Sementara itu, Profesor Epidemiologi Penyakit Menular dari Universitas Perth, Australia, Archie Clements mengatakan bahwa adanya kasus positif kembali di Korea Selatan mungkin saja disebabkan oleh tes diagnosa yang tidak sempurna atau biasa disebut dengan False positive. Kasus positif palsu memang sangat lumrah terjadi pada wilayah dengan populasi yang besar. Clements juga mengatakan bahwa kemungkinan virus itu aktif kembali lebih besar ketimbang pasien terinfeksi ulang. “Saya pikir sangat kecil kemungkinan orang-orang ini terinfeksi kembali oleh orang lain,” ujar Clements, yang dikutip dari salah satu portal berita Al Jazeera.

Pasien di Korsel dianggap bersih setelah mereka menjalani dua kali pemeriksaan Tes RT-PCR dalam periode 48 jam dan keduanya dinyatakan negatif. di Korea Selatan secara umum Tes RT-PCR dianggap akurat dengan akurasi 95 persen. Itu artinya masih ada sekitar 5 persen kemungkinan terjadi kasus fale positive.

Dengan demikian, seseorang yang telah dinyatakan negatif sebanyak dua kali, dapat kambuh atau kembali terjangkit virus corona karena sisa-sisa virus masih tertinggal di dalam tubuh dengan jumlah yang amat kecil dan sulit untuk terdeteksi sehingga lolos pada saat melakukan tes. Setelah itu, di kemudian hari, virus yang tertinggal tersebut dapat kembali aktif dan menyebabkan hasil yang kembali positif.
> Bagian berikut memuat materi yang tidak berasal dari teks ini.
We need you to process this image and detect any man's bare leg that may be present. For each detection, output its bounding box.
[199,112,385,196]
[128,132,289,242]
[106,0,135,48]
Masyarakat dihimbau untuk tidak panik karena belum ditemukan satu pun kasus di mana pasien yang kambuh dapat kembali menyebarkan virus ke pihak ketiga, seperti yang dikatakan oleh profesor di Chung-Ang University, Seol Dai-wu.

Meskipun demikian, tetap jaga kewaspadaan dan tetap terapkan pola hidup sehat, rajin cuci tangan dan gunakan masker saat bepergian. Jika memang telah dinyatakan negatif, ada baiknya untuk tetap melakukan karantina mandiri di rumah demi mencegah hal-hal yang tidak diinginkan.